Cable, telecommunications and internet service provider

Armstrong is a major northeastern cable television, telecommunications and internet service provider servicing Pennsylvania, Ohio, New York, West Virginia, Kentucky, and Maryland. Armstrong Utilities, Inc. ranks among the 15 largest multi-system operators in the United States.

==History==
Armstrong began in 1946 and was originally called Armstrong County Line Construction. Founded by Jud L. Sedwick, the company was headquartered in Kittanning, Armstrong County, in Pennsylvania. Together with his brother Ned, Sedwick ran two crews consisting of six men each, whose job consisted of hanging telephone lines, setting telephone poles, and clearing right of way throughout western Pennsylvania, and managed to grow the company to 12 crews by the end of its first year of operations.

==Today==
Armstrong is in Pennsylvania, Ohio, Maryland, New York, West Virginia, and Kentucky for its digital cable services, most commonly providing television, telephone and high-speed Internet service. Currently, Armstrong employs over 2,300 people. The company's headquarters are in Butler County, western Pennsylvania, with local offices scattered throughout the region.

==Services offered==

===Armstrong Cable===
In 1963, Armstrong's first cable television customers were connected in Butler, Pennsylvania. These customers were provided with nine viewing channels. For the next 40+ years Armstrong continued to grow in western Pennsylvania and the surrounding states virtually uncontested for television service until the expansion of satellite service became more widespread. With the increase in competitors, new services emerged. Armstrong cable now offers personal video recorders (PVR), video on demand service (VOD), pay-per-view service (PPV), as well as high-definition digital programming.

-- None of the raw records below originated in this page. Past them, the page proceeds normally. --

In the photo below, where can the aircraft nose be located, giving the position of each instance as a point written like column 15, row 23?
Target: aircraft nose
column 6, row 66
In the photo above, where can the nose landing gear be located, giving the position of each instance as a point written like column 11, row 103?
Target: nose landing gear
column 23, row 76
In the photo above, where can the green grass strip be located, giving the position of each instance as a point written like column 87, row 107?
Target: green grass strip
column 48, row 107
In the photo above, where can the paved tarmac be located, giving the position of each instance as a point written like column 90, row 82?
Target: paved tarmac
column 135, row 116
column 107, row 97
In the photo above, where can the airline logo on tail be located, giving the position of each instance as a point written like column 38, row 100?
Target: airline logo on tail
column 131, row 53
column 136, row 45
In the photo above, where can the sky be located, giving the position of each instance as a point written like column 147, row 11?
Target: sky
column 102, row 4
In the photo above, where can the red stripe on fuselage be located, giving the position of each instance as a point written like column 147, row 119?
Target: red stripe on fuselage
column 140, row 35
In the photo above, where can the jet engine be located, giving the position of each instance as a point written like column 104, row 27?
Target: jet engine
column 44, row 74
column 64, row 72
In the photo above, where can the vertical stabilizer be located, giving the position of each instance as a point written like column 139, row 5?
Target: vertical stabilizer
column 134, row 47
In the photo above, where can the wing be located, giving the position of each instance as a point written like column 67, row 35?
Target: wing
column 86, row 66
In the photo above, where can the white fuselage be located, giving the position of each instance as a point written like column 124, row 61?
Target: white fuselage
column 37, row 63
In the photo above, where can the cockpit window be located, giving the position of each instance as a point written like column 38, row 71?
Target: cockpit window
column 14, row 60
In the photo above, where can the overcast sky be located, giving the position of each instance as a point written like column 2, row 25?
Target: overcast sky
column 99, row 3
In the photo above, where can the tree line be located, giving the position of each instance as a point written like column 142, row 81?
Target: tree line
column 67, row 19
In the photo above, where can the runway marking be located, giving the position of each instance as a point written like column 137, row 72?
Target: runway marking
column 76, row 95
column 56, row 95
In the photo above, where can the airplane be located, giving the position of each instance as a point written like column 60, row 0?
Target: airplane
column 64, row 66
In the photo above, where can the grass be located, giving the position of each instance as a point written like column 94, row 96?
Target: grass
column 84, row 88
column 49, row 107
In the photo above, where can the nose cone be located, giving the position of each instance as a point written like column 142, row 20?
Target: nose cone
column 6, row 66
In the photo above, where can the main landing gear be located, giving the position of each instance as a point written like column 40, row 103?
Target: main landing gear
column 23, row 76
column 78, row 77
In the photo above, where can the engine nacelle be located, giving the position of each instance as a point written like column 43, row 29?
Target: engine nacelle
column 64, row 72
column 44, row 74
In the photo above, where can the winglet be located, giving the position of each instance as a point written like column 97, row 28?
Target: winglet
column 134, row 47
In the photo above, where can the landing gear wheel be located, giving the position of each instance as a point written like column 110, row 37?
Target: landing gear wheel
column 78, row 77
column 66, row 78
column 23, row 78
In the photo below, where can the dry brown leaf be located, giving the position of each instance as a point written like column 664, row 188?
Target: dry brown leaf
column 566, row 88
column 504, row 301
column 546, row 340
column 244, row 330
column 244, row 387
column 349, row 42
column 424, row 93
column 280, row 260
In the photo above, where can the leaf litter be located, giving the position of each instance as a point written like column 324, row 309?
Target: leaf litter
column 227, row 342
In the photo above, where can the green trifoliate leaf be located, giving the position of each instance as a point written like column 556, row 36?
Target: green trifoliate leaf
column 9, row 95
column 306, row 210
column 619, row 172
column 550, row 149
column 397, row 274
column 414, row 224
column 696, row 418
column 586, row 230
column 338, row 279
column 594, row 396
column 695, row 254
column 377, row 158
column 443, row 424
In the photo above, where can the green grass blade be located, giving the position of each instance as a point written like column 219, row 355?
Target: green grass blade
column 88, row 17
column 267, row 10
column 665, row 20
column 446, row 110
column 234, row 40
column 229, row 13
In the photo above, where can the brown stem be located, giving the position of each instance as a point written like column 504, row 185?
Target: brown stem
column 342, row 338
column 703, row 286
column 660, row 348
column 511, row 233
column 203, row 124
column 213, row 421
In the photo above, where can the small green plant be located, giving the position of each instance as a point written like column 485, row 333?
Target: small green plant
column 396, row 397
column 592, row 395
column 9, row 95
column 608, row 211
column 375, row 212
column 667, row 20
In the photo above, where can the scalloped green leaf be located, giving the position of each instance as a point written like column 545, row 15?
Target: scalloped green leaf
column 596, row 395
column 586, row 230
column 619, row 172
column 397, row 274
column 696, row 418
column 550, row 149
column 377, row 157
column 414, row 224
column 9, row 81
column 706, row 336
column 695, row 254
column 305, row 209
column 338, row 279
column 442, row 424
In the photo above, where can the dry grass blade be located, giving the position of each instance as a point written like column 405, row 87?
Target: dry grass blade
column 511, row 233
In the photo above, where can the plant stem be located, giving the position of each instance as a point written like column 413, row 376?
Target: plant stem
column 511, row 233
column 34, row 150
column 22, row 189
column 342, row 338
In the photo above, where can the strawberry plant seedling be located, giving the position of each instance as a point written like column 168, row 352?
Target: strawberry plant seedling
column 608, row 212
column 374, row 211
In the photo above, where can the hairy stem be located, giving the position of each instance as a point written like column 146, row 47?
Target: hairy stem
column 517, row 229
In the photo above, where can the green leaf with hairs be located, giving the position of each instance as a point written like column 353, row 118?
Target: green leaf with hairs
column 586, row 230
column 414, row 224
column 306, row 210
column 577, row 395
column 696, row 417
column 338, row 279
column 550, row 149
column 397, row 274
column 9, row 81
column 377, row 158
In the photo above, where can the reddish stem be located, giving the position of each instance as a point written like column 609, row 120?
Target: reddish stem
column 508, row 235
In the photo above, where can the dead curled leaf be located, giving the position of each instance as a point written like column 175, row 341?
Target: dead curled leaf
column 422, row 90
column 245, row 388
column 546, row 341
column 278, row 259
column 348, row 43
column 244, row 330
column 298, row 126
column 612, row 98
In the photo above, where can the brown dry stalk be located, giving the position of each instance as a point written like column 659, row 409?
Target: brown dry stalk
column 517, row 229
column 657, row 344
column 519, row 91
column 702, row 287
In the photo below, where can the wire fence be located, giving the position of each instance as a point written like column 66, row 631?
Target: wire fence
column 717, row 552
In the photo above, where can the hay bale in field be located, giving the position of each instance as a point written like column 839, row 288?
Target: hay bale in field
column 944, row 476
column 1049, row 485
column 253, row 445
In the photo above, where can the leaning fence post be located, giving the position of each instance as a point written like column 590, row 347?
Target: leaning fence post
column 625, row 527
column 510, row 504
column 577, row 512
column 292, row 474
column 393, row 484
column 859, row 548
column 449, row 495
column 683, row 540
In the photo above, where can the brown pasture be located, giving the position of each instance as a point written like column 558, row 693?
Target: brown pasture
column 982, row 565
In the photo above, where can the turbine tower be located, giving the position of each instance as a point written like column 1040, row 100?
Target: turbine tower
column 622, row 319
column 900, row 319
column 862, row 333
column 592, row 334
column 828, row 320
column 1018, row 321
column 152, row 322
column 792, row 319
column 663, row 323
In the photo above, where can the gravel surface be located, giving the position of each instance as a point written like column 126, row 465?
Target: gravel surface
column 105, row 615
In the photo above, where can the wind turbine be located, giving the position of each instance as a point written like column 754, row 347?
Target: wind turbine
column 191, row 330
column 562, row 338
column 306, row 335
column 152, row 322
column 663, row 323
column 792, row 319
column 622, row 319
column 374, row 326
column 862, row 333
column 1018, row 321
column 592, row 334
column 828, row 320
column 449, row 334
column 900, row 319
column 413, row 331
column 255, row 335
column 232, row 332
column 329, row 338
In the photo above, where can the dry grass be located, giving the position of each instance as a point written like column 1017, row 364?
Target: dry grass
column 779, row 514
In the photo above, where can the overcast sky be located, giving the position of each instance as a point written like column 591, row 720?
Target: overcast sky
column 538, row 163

===Armstrong Zoom Internet===
Armstrong also offers broadband internet service for residential and commercial customers. From 2013 to 2017 Armstrong instituted a 200GB monthly data cap. In March 2017, this was raised to 400GB. Consumers can pay more to increase the data cap. If the customer goes over the cap, they are not throttled nor shut off but instead pay an additional $10 for every 50GB they go over. As of March 2018, that data cap was raised to 1024GB(1TB) with the Zoom level of service, but the Zoom 2 and above levels have a 2048GB(2TB) data cap, while Zoom Extreme offers no data cap. Armstrong no longer has data caps on any plan as of May 2023.

===Armstrong Cable Telephone===
Armstrong offers a cable telephone service that can be bundled with either the video or internet product or as a stand-alone product. This service provides unlimited nationwide calling, as well as calling to Canada, Puerto Rico, and Guam.

===Armstrong Telephone Company===
Originated in 1950 by purchasing Ritchie Telephone Company in Harrisville, West Virginia, Armstrong owns and operates independent telephone companies in West Virginia, Maryland, Pennsylvania, and New York. These local offices are set up to provide local and long-distance calling services, optional digital calling features, and DSL Internet services.

==Awards and recognition==

===2012 Best Customer Service Award===
CableFAX Magazine, a leading telecommunications publication, awarded Armstrong the 2012 Best Customer Service Award for service excellence among independent cable operators nationwide.

Armstrong has been rated #1 in customer service by Consumer Reports for two years. (2014 & 2015) Internet Service Providers were ranked at the bottom of Consumer Reports lists for those years.

==Political activities==
In 2012, Armstrong offered 2016: Obama's America for free to its customers. In that same year, Armstrong donated over $1 million in the form of "in-kind cable access" to American Crossroads, a Republican Super PAC. Armstrong also donated $40,000 to Fight for the Dream PAC, a Super PAC that opposed the re-election of Senator Bob Casey.